Da ieri il presidente dell’Assemblea Nazionale cerca di dare la spallata finale al governo di Nicolás Maduro. Non pare abbia ricevuto l’adesione sperata delle forze armate e l’appoggio popolare sembrava limitarsi a limitate manifestazioni nella capitale  
EPA/Jhonn Zerpa /

Non pare incamminata verso una svolta decisiva la crisi istituzionale in Venezuela, dove l’autoproclamato presidente Juan Guadó ieri, 30 aprile, ha cercato di dare una spallata decisiva contro il regime del presidente Nicolás Maduro. Con l’appoggio di alcune decine di effettivi dell’esercito e della polizia, Guaidó ha prima liberato il leader dell’opposizione Leopoldo López, condannato a 14 anni di carcere, commutati in arresti domiciliari, per poi fare ingresso in una base militare di Caracas, da dove ha fatto appello alle forze armate a ribellarsi al regime e convocando a una manifestazione popolare per porre fine al governo “usurpatore” di Maduro.

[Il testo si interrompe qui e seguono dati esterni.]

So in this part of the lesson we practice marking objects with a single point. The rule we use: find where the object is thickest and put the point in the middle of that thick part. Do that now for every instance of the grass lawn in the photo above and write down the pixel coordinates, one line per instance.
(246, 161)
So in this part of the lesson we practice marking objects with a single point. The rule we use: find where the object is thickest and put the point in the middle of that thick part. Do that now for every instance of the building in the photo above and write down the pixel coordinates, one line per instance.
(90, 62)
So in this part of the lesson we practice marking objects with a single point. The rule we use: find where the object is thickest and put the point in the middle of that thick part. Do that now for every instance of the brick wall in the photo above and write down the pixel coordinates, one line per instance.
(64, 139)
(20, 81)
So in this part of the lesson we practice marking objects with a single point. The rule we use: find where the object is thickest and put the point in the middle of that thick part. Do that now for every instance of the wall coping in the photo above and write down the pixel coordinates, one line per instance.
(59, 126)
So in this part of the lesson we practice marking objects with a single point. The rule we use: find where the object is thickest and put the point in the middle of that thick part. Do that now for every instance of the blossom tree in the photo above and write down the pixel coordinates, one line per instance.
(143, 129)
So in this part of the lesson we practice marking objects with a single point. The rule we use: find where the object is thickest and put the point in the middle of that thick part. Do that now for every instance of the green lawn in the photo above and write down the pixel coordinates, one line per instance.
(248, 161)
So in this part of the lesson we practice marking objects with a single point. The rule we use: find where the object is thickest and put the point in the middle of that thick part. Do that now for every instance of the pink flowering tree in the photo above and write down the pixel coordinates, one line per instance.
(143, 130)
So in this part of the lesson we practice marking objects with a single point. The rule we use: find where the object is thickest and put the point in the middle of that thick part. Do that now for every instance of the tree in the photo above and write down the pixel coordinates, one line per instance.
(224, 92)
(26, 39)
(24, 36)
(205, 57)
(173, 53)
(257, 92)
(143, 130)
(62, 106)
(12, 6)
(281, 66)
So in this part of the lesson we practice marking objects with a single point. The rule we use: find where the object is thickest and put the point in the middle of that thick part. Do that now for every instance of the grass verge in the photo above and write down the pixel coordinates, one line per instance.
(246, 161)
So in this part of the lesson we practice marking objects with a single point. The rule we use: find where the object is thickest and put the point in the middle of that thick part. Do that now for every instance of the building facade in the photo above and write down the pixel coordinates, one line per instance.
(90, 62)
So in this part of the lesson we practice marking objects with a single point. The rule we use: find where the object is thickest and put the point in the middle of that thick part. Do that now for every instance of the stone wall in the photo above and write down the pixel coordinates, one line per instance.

Col passare delle ore, centinaia di manifestanti hanno appoggiato la mobilitazione di Guaidó, mentre il governo di Maduro faceva sapere che «tutte le unità dell’esercito si erano manifestate fedeli al governo «ed alla costituzione». Sebbene ci sono stati scontri con forze dell’ordine – con un saldo a fine giornata di un centinaio di feriti –, pare chiaro che Maduro ha evitato e sta evitando un bagno di sangue. Non sono apparse le milizie civili che in genere spargono il terrore nelle manifestazioni, con incappucciati che sparano ad altezza d’uomo, e la polizia ha evitato la violenza indiscriminata. Non ci sono notizie, e apparentemente nemmeno indizi, di scontri tra unità dell’esercito ribelli e fedeli al governo. E questo pare sia il dato più indicativo che indica che le forze armate non si sono schierate dal lato di Guaidó. Anzi, pare che la scarsa trentina di effettivi che lo ha appoggiato già abbiano chiesto rifugio presso l’ambasciata del Brasile a Caracas. Da parte sua Leopoldo López, e la sua famiglia, si è rifugiato presso l’ambasciata di Spagna ed ha ottenuto l’asilo politico.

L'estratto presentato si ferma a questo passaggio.